Public opinion, which has remained extremely hostile to the spontaneous arrival of boats since 2001, would harden even further against the asylum seekers and the government judged responsible for facilitating their arrival would also be harmed. In such a situation, the Abbott leadership of the Liberal Party and the force of populist conservatism would be greatly strengthened.

There are major problems with the only existing alternative policy - the East Timor solution. It will prolong the uncertainty of refugees. It might fail to win the approval of the East Timorese government or people. If the asylum seekers are treated generously with regard to food, medical treatment, education and job opportunities and so on, it might even destabilise the situation in East Timor, one of the poorest countries on earth. If the facilities are humane and if the resettlement of those who are judged to be refugees is swift, the centre might act as a magnet of attraction for others and therefore might become unmanageable.

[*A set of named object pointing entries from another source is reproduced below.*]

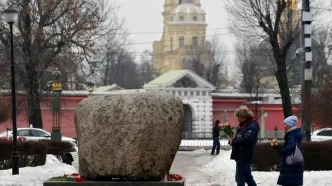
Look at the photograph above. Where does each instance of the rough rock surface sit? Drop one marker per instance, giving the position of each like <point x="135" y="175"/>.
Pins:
<point x="134" y="136"/>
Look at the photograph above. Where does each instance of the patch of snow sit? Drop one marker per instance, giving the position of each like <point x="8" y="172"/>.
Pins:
<point x="36" y="176"/>
<point x="199" y="151"/>
<point x="50" y="159"/>
<point x="221" y="172"/>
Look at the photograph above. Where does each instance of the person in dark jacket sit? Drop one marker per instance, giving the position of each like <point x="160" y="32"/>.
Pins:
<point x="243" y="146"/>
<point x="67" y="158"/>
<point x="215" y="135"/>
<point x="290" y="175"/>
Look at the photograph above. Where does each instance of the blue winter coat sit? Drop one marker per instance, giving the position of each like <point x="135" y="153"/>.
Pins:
<point x="291" y="174"/>
<point x="243" y="145"/>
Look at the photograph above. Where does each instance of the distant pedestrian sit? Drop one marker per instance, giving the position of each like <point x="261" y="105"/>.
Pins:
<point x="243" y="146"/>
<point x="67" y="158"/>
<point x="292" y="162"/>
<point x="215" y="134"/>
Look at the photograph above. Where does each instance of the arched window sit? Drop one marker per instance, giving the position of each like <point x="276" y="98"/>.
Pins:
<point x="194" y="41"/>
<point x="181" y="41"/>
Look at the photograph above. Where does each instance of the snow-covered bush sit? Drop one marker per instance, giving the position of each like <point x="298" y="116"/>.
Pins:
<point x="317" y="157"/>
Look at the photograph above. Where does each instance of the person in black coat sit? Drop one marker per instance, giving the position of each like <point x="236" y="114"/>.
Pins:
<point x="67" y="158"/>
<point x="243" y="146"/>
<point x="215" y="134"/>
<point x="290" y="174"/>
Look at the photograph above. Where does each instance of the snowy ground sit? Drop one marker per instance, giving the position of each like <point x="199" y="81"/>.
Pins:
<point x="220" y="171"/>
<point x="199" y="168"/>
<point x="35" y="176"/>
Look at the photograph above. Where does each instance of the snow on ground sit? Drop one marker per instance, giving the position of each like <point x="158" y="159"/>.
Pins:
<point x="221" y="171"/>
<point x="198" y="167"/>
<point x="35" y="176"/>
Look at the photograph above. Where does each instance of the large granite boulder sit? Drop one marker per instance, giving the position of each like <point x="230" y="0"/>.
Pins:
<point x="128" y="136"/>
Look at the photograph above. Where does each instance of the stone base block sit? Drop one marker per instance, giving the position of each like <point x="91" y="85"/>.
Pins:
<point x="88" y="183"/>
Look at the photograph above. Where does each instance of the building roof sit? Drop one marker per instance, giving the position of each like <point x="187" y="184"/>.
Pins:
<point x="172" y="76"/>
<point x="109" y="88"/>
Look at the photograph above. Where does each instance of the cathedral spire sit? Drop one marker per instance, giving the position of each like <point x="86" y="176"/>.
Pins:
<point x="186" y="1"/>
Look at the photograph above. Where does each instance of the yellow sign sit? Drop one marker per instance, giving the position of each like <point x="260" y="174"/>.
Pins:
<point x="56" y="86"/>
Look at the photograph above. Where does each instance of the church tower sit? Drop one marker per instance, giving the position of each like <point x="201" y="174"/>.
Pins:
<point x="184" y="27"/>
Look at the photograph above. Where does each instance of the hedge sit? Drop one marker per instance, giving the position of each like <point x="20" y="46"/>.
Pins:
<point x="317" y="157"/>
<point x="32" y="153"/>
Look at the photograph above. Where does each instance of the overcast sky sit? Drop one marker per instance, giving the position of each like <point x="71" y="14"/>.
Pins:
<point x="142" y="16"/>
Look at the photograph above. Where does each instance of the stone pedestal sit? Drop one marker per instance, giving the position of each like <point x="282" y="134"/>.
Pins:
<point x="88" y="183"/>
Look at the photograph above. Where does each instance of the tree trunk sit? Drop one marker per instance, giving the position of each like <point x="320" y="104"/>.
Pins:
<point x="282" y="79"/>
<point x="34" y="111"/>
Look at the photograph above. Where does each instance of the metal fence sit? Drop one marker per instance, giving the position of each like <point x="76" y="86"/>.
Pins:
<point x="208" y="135"/>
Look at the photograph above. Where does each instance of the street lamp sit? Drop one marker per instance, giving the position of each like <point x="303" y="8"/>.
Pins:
<point x="56" y="87"/>
<point x="10" y="16"/>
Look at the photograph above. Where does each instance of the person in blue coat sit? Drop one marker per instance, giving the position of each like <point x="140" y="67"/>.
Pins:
<point x="243" y="146"/>
<point x="290" y="175"/>
<point x="215" y="134"/>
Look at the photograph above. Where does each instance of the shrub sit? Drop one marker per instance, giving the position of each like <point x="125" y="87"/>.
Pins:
<point x="32" y="153"/>
<point x="316" y="157"/>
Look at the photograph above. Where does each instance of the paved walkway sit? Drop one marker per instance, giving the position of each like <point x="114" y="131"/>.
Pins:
<point x="201" y="143"/>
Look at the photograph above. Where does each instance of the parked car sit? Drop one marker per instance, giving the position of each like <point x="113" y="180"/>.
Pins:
<point x="35" y="134"/>
<point x="323" y="134"/>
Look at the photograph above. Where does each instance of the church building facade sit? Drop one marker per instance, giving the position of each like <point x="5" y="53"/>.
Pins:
<point x="183" y="36"/>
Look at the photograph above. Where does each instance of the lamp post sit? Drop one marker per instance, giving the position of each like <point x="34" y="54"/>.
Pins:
<point x="10" y="16"/>
<point x="90" y="87"/>
<point x="56" y="87"/>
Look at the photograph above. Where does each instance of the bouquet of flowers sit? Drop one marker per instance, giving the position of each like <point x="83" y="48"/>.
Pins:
<point x="174" y="177"/>
<point x="227" y="129"/>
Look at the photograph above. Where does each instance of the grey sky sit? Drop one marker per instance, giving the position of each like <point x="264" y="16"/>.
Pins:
<point x="145" y="16"/>
<point x="142" y="16"/>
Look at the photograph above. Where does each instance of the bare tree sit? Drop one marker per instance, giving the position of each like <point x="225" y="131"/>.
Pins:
<point x="322" y="102"/>
<point x="277" y="22"/>
<point x="207" y="60"/>
<point x="254" y="82"/>
<point x="321" y="54"/>
<point x="45" y="31"/>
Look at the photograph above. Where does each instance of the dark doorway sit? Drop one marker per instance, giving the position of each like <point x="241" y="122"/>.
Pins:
<point x="188" y="122"/>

On the other hand, if these problems are avoided, the idea of the East Timor asylum seeker processing centre has possible advantages. If the asylum seekers who have been stranded in Indonesia and Malaysia for years were brought to East Timor, their chance for re-settlement in a western country might be improved, perhaps substantially.

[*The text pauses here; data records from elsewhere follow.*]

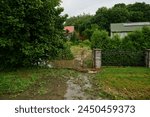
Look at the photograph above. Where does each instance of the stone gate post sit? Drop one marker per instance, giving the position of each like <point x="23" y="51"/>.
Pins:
<point x="97" y="55"/>
<point x="147" y="58"/>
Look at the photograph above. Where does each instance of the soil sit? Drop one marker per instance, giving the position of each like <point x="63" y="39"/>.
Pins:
<point x="78" y="87"/>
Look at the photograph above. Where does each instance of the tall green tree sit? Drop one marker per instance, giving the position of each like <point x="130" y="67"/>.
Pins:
<point x="30" y="30"/>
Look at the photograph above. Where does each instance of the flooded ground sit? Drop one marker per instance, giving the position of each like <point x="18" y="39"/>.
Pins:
<point x="81" y="88"/>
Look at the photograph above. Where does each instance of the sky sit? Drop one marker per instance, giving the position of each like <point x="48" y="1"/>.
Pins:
<point x="77" y="7"/>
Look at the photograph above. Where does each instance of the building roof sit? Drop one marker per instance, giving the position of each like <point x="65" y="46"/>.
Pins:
<point x="69" y="28"/>
<point x="128" y="27"/>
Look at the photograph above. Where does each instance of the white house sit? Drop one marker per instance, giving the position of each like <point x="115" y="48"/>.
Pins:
<point x="122" y="29"/>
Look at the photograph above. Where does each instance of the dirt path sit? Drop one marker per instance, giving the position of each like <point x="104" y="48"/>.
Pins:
<point x="80" y="87"/>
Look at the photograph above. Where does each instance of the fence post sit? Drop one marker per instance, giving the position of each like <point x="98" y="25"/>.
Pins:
<point x="147" y="58"/>
<point x="97" y="58"/>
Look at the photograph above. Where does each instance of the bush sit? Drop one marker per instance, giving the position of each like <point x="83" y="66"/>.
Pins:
<point x="123" y="52"/>
<point x="31" y="31"/>
<point x="99" y="39"/>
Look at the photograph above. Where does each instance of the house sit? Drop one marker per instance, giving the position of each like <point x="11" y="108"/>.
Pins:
<point x="122" y="29"/>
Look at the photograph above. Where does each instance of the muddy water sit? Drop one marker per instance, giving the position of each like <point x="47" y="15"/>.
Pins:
<point x="77" y="87"/>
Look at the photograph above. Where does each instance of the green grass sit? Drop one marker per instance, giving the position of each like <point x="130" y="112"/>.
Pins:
<point x="20" y="80"/>
<point x="124" y="82"/>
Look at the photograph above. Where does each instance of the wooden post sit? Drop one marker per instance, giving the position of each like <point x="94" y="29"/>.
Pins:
<point x="147" y="58"/>
<point x="97" y="58"/>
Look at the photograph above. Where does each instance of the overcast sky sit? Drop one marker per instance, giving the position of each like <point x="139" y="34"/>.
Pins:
<point x="77" y="7"/>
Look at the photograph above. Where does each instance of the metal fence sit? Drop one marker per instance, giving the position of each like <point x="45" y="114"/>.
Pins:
<point x="123" y="58"/>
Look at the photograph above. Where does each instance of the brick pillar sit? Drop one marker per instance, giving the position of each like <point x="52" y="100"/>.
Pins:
<point x="147" y="58"/>
<point x="97" y="58"/>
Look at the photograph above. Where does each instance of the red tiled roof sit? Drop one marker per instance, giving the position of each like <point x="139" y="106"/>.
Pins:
<point x="69" y="28"/>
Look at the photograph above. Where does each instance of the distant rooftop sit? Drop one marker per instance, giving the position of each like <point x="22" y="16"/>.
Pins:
<point x="128" y="27"/>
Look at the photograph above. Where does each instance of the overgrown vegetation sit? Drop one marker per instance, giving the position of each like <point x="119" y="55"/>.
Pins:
<point x="30" y="30"/>
<point x="119" y="13"/>
<point x="129" y="51"/>
<point x="124" y="83"/>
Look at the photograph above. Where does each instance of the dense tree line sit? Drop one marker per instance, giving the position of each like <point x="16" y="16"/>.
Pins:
<point x="137" y="12"/>
<point x="30" y="30"/>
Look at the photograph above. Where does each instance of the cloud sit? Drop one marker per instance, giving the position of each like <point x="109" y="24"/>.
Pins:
<point x="77" y="7"/>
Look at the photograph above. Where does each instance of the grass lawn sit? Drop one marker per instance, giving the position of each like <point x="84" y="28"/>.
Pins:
<point x="31" y="83"/>
<point x="124" y="82"/>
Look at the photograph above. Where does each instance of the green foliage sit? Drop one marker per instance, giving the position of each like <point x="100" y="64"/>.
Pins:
<point x="122" y="52"/>
<point x="99" y="39"/>
<point x="124" y="82"/>
<point x="74" y="38"/>
<point x="65" y="53"/>
<point x="30" y="30"/>
<point x="119" y="13"/>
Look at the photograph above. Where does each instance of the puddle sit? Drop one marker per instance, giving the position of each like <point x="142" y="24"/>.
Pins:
<point x="77" y="86"/>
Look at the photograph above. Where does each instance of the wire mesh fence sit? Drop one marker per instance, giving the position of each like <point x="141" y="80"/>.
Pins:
<point x="123" y="58"/>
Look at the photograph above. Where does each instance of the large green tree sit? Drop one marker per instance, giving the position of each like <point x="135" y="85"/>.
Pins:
<point x="30" y="30"/>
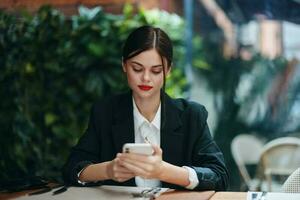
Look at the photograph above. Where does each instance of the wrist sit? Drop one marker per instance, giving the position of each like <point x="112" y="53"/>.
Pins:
<point x="163" y="167"/>
<point x="108" y="166"/>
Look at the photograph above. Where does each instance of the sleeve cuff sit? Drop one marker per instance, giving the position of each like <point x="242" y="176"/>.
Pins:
<point x="193" y="178"/>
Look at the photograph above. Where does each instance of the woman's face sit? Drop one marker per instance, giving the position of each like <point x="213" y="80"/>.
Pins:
<point x="145" y="74"/>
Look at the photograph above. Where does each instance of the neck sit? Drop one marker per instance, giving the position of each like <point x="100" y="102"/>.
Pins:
<point x="147" y="107"/>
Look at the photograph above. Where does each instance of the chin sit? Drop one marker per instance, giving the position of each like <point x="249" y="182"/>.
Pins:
<point x="144" y="94"/>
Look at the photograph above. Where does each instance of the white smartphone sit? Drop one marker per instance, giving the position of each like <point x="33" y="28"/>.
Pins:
<point x="139" y="148"/>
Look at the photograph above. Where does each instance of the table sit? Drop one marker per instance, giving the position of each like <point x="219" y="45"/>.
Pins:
<point x="186" y="195"/>
<point x="229" y="196"/>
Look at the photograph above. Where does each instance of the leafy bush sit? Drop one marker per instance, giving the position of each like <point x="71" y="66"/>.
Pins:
<point x="52" y="68"/>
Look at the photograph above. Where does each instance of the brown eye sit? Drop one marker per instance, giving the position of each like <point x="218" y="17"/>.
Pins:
<point x="137" y="69"/>
<point x="158" y="71"/>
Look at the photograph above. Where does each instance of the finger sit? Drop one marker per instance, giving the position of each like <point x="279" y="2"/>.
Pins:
<point x="133" y="156"/>
<point x="139" y="171"/>
<point x="124" y="175"/>
<point x="157" y="149"/>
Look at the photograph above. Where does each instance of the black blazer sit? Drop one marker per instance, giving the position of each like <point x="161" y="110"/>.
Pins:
<point x="185" y="140"/>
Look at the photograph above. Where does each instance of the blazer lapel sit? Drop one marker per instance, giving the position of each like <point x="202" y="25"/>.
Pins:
<point x="123" y="127"/>
<point x="171" y="134"/>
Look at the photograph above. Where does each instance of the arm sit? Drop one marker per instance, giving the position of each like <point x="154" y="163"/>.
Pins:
<point x="153" y="167"/>
<point x="207" y="159"/>
<point x="85" y="162"/>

A system such as I am suggesting is almost certain to provide an antidote to the poison that was injected into the political culture when asylum seekers became a divisive political issue, especially in 2001. Fewer boats would certainly arrive. If they did arrive, those on board would be taken to East Timor for processing. It seems likely that the responsibility of re-settlement of these people would then fall mainly on Australia.

In such a situation, it is not impossible that a humane Australian government could agree to settle a generous annual quota of those in East Timor judged to be refugees and they should be, if that was such a system, re-settled according to the date of their arrival, including in Indonesia where people have been stranded for years.

It is not even impossible that the government might in this case be able to increase its annual quota from the present 13,750 to something like 20,000 places - now advocated by groups on the left like the Greens - while still retaining the support of majority Australian opinion as the Fraser Government was able to do with regard to the re-settlement of the Indo Chinese refugees between 1978 and 1983, because that kind of policy does not inflame Australian public opinion.

It seems to me that friends of asylum seekers are now faced with a real Sophie's Choice. They can maintain their support for a policy - the end of mandatory detention, the rejection of the East Timor solution - which is morally compelling, which is almost certain to be rejected by any Australian government we can imagine, but which, if adopted, would lead to an increase in spontaneous boat arrivals and would therefore almost certainly strengthen the electoral prospects of the political right.

Or they can choose to support a policy centred on the idea of the regional processing centre on East Timor which is deeply morally uncomfortable and troubling, which is clearly more politically realistic, but which from the policy point of view may even be unrealisable.

To adapt the language of Max Weber, friends of asylum seekers are now caught between a morally pure ethic of absolute ends and a more politically realistic ethic of responsibility. We are obliged to find a passage through what has become an ethical, legal and political minefield. In the case of asylum seekers policy, there are, for us, no longer easy and even morally easy options.

Robert Manne is Professor of Politics at La Trobe University. This article was first presented at a forum convened by the Ideas and Society programme at La Trobe University on "Asylum Seekers and Australian Democracy" (15 October 2010).